Il a lancé cette guerre avec une couverture de consommation de 21 jours dans la réserve stratégique de pétrole des États-Unis – la Chine est censée avoir une couverture d’au moins 120 jours – et avec des navires de guerre inadéquats pour protéger le transport maritime.
La réserve de 20 millions de barils de brut russe « flottant » a déjà été en grande partie absorbée. Vladimir Poutine n’entrera pas dans la brèche. Il exporte déjà autant qu’il le peut.
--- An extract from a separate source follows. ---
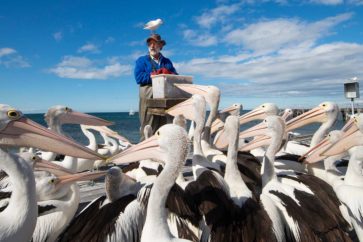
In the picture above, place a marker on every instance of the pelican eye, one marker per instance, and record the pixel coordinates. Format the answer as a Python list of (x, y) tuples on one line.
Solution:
[(13, 114)]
Michael Haigh et Ben Hoff, de la banque Société Générale, estiment que la guerre a amputé l’approvisionnement en pétrole de 17 millions de barils par jour (b/j), soit un sixième de la consommation mondiale. C’est pire pour le gaz naturel liquéfié.
L’Irak est à court de stockage et a été contraint de réduire sa production de 3 millions de b/j. Le Koweït emboîte le pas. Abu Dhabi le fera d’ici quelques jours.
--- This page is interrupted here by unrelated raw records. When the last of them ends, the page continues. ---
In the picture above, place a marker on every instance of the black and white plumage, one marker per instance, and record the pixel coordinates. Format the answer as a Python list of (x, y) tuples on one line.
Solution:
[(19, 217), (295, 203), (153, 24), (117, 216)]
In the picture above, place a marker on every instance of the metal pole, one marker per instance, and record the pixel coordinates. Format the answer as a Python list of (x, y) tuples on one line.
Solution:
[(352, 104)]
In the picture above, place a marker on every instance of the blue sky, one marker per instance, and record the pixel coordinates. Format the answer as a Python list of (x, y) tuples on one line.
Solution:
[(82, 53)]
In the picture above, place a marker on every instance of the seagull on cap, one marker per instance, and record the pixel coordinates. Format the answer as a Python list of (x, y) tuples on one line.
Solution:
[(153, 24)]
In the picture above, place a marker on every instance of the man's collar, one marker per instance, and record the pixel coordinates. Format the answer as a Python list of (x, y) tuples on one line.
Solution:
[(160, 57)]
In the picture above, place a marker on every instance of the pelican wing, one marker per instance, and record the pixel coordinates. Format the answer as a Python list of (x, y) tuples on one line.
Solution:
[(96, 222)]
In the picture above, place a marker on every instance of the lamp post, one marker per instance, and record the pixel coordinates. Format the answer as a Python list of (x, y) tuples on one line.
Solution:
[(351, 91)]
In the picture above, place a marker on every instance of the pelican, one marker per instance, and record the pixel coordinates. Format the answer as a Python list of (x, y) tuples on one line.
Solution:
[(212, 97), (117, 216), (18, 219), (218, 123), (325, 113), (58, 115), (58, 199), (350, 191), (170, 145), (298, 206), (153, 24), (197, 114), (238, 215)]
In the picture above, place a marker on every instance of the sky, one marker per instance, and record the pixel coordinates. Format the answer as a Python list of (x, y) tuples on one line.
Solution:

L’Arabie saoudite dispose de davantage de stockages mais a dû fermer les champs de Safaniya, Marjan, Zuluf et Abu Safa en raison d’attaques de drones, réduisant ainsi la production de plus de 2 millions de b/j. Les experts en énergie d’Argus affirment que près de 7 millions de b/j ont déjà été fermés dans la région.
Les Saoudiens peuvent détourner une partie du brut via le pipeline Est-Ouest vers la mer Rouge, mais le port de Yanbu a des limites de capacité et se trouve à portée des frappes de drones des Houthis, une milice chiite yéménite alignée sur l’Iran.
Les perturbations s’intensifient de manière non linéaire une fois que les foreurs ferment les champs pétroliers. Les premières semaines bouleversent la « physique du réservoir ».
« Relancer la production d’un champ à cette échelle sera un exercice technique massif », a déclaré Jim Burkhard, analyste pétrolier en chef chez S&P Global Energy.
Au-delà d’un mois, les dommages à la pression du puits et aux conduites d’écoulement deviennent permanents.
« À notre avis, 200 dollars (le baril) ne sont pas hors du domaine du possible en 2026 », a déclaré Simon Flowers, président du cabinet de consultants en énergie Wood Mackenzie.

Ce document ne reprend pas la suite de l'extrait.